Сказать легко, сделать сложнее. Почти невозможно. Полина то и дело плакала, благо свидетелем ее слез был лишь дворовой пес Магеллан. Сначала он тихо скулил. Потом стал громко лаять, как будто хотел заглушить плачь Полины.
– И ты меня не понимаешь… – Вытирая слезы, Воробьева не решалась приблизиться к псу. Тот скалился и норовил избавиться от цепи.
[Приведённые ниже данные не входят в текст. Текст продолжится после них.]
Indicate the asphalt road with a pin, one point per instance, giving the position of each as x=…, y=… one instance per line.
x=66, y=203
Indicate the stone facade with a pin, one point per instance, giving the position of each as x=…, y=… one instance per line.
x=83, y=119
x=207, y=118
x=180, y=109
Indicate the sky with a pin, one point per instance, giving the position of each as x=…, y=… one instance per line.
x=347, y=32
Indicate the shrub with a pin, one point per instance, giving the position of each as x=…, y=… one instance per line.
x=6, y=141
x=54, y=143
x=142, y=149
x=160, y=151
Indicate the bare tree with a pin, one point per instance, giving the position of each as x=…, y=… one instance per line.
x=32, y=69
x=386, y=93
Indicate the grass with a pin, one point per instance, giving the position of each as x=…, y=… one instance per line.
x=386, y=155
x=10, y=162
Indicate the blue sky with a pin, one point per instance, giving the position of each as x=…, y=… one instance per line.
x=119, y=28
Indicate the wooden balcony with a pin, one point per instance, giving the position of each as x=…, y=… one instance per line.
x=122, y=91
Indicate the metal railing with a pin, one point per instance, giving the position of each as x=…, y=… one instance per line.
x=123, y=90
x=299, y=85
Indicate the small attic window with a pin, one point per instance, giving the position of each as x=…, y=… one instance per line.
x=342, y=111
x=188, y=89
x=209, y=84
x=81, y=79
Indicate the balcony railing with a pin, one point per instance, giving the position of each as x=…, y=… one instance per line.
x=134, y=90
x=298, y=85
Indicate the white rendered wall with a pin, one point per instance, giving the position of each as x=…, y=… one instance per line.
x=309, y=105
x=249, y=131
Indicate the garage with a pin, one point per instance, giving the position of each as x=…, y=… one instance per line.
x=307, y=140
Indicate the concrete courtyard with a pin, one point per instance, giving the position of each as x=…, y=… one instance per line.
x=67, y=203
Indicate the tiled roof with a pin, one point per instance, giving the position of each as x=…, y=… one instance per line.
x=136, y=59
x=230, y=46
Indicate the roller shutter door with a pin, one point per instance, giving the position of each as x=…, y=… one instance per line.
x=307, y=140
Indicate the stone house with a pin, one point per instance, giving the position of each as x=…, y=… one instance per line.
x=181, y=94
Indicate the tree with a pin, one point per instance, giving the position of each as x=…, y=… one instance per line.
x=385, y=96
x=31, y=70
В один из хмурых вечеров его лай стал особенно невыносим. Полина набросила шаль и вышла во двор. По другую сторону забора стояла машина, не узнать которую было невозможно. Внутри что-то оборвалось. В первое мгновение Полина решила спрятаться и не выходить ни под каким видом. Никто не заставит ее разговаривать с этим человеком. Но из открытой двери машины уже выходил Шахов. Его цепкий взгляд остановился на Полине, а сама она, словно под гипнозом, оперлась о стену дома.
– Поля! Здравствуй, Поля!
В его руках пестрел огромный букет ромашек. Воробьева не знала, что час назад Маргарита Петровна великодушно отказалась от него в пользу дочери.
«Для нее это важно. К тому же этот знак внимания хоть как-то поможет вам, Дмитрий Павлович. Не знаю, что и сказать… Она очень страдала». – Теперь Шахов размахивал букетом, как белым флагом перемирия.
Медленно двигаясь по извилистой дорожке к воротам, Полина боролась с волнением. Зачем Шахову понадобилась эта демонстрация: «Я помню, что ты любишь, детка, я все помню». Он хочет получить прощение или поставить окончательную точку? Если Дмитрий за что-то берется, он доводит это до конца. Устоять перед его напором и обаянием невозможно. Он знает это и беззастенчиво пользуется. У Полины ноги подкашивались. Она смотрела на улыбающееся лицо Дмитрия и не могла понять, как вести себя. Растерянность, обида, жалость к себе сплелись в тугой клубок. Ком застрял в горле. Полина запретила себе плакать. Он не увидит ее слез. Бездушный жестокий человек. Она не простит его предательства. Он ведь за этим сюда приехал? Ничего не выйдет. Она не мячик для пинг-понга: шарик налево, шарик направо. Хочу играть – играю, не хочу – не смотрю даже в сторону стола.
Полина не спешила открывать ворота.
– Здравствуй! – Шахов прильнул к забору.
Неловко перекладывая букет из одной руки в другую, Дмитрий как будто решал, сможет ли просунуть его в пустоты забора. Несмотря на прохладный вечер, Шахову было жарко, душно. Ворот любимого свитера сдавливал горло. Главное, что она молчала. Смотрела на него, не проронив ни звука.
– Поля, нам нужно поговорить. – В ответ ее брови удивленно взметнулись вверх, на мгновение застыли и вернулись в прежнее положение.
Залаяла собака. Шахов бросил ищущий взгляд в глубь двора.
– Пес на цепи? – Полина молчала. – Нам нужно поговорить. Поверь мне, это важно и для тебя, и для меня. Ты хочешь, чтобы я говорил прямо здесь? Мне мешает забор, Поля. У меня ничего не получится. Ты же позволишь мне войти?